Ausgehend davon, daß es nach dem oben Gesagten auf die NUNMEHRIGE wirtschaftliche Lage des Gewerbeberechtigten ankommt, hat es die belangte Behörde unterlassen, zu prüfen, ob die von ihr herangezogene Bürgschaftsverpflichtung überhaupt aktuell in dem Sinn ist, daß mit einer Inanspruchnahme des Gewerbeberechtigten aus der Bürgschaft konkret (etwa wegen bereits feststehenden Ausfalls des Hauptschuldners) zu rechnen ist. Derart ist der Beschwerdeführer mit seinem diesbezüglichen Beschwerdevorbringen im Recht.
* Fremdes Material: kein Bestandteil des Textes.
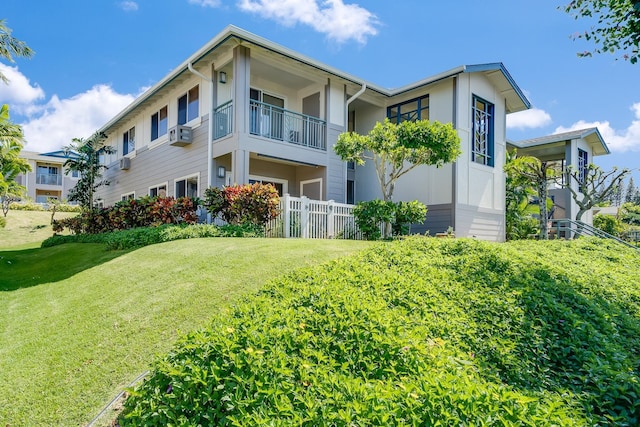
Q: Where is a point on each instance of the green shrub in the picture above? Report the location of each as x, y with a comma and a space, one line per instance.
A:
418, 332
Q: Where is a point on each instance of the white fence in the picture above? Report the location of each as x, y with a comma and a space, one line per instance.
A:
313, 219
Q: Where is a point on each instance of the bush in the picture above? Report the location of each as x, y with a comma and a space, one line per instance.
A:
243, 204
608, 224
418, 332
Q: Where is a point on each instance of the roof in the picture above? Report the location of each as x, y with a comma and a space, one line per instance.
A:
495, 72
591, 135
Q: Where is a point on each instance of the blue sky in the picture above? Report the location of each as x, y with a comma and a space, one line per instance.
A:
93, 57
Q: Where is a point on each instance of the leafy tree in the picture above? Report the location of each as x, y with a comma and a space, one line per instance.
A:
537, 174
89, 152
617, 29
396, 149
11, 165
594, 186
11, 47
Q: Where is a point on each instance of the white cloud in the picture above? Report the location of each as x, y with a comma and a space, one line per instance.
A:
340, 22
206, 3
617, 140
19, 92
528, 119
129, 6
60, 120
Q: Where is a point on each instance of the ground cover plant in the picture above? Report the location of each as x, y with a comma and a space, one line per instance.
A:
418, 332
78, 323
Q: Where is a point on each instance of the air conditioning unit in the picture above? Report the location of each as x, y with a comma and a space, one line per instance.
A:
125, 163
180, 136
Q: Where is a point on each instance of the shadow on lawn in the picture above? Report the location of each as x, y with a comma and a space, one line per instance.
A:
30, 267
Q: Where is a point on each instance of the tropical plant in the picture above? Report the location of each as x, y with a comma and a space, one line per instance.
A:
396, 149
11, 165
87, 161
11, 47
617, 28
Die Mangelhaftigkeit des Ermittlungsverfahrens hinsichtlich der Beurteilung der wirtschaftlichen Situation des Beschwerdeführers ist aber auch noch aus einem anderen, in der Beschwerde geltend gemachten Grund gegeben:
Die belangte Behörde hat an sich zutreffend erkannt, daß mit dem Grundsatz der Amtswegigkeit des Verwaltungsverfahrens eine Verpflichtung der Partei zur Mitwirkung bei der Ermittlung des maßgebenden Sachverhaltes korrespondiert, was insbesondere dann der Fall ist, wenn der amtswegigen behördlichen Erhebung im Hinblick auf die nach den materiell-rechtlichen Verwaltungsvorschriften zu beachtenden Tatbestandsmerkmale faktische Grenzen gesetzt sind, was auch für die Bestimmung des § 87 Abs. 2 GewO 1994 insofern zutrifft, als die damit im Zusammenhang stehenden Feststellungen notwendigerweise ein entsprechendes Vorbringen und Bescheinigungsanbieten der Partei voraussetzt (siehe u.a. das hg. Erkenntnis vom 25. Februar 1993, Zl. 92/04/0201, und die dort zitierte weitere hg. Rechtsprechung). Jedoch auch dort, wo es der Behörde nicht möglich ist, von sich aus und ohne Mitwirkung der Partei tätig zu werden, ist es Aufgabe der Behörde, der Partei mitzuteilen, mit welchen Angaben sie ihrer Verpflichtung zur Mitwirkung bei der Ermittlung des maßgebenden Sachverhaltes zu entsprechend hätte, und sie aufzufordern, für ihre Angaben Beweise anzubieten. Die nicht gehörige Mitwirkung unterliegt DANN der freien Beweiswürdigung (vgl. in diesem Sinne etwa das hg. Erkenntnis vom 3. Juli 1986, Zl. 86/08/0055). Zutreffend verweist nun der Beschwerdeführer darauf, daß die ihm zugestellte Ladung keine Aufforderung zur Stellungnahme enthält, sondern in dieser (lediglich) auf die Kenntnisnahme des Ermittlungsverfahrens Bezug genommen wird. Insofern war es daher auch verfehlt, wenn sich die belangte Behörde implicite auf eine Verletzung der Verpflichtung der Partei zur Mitwirkung bei der Ermittlung des maßgebenden Sachverhaltes berufen und daraus - jedenfalls auch - den Schluß gezogen hat, der Beschwerdeführer verfüge über keine ausreichenden liquiden Mittel zur Ausübung des gegenständlichen Gewerbes.
Im Hinblick darauf belastete die belangte Behörde den angefochtenen Bescheid mit Rechtswidrigkeit infolge Verletzung von Verfahrensvorschriften. Dieser war daher gemäß § 42 Abs. 2 Z. 3 lit. b VwGG aufzuheben.
Die Entscheidung über die Verfahrenskosten gründet sich - im Rahmen des gestellten Begehrens - auf die §§ 47 ff VwGG im Zusammenhalt mit der Verordnung BGBl. Nr. 416/1994. Die Abweisung des Mehrbegehrens betrifft den im Gesetz nicht vorgesehenen "Vorlageaufwand" des Beschwerdeführers.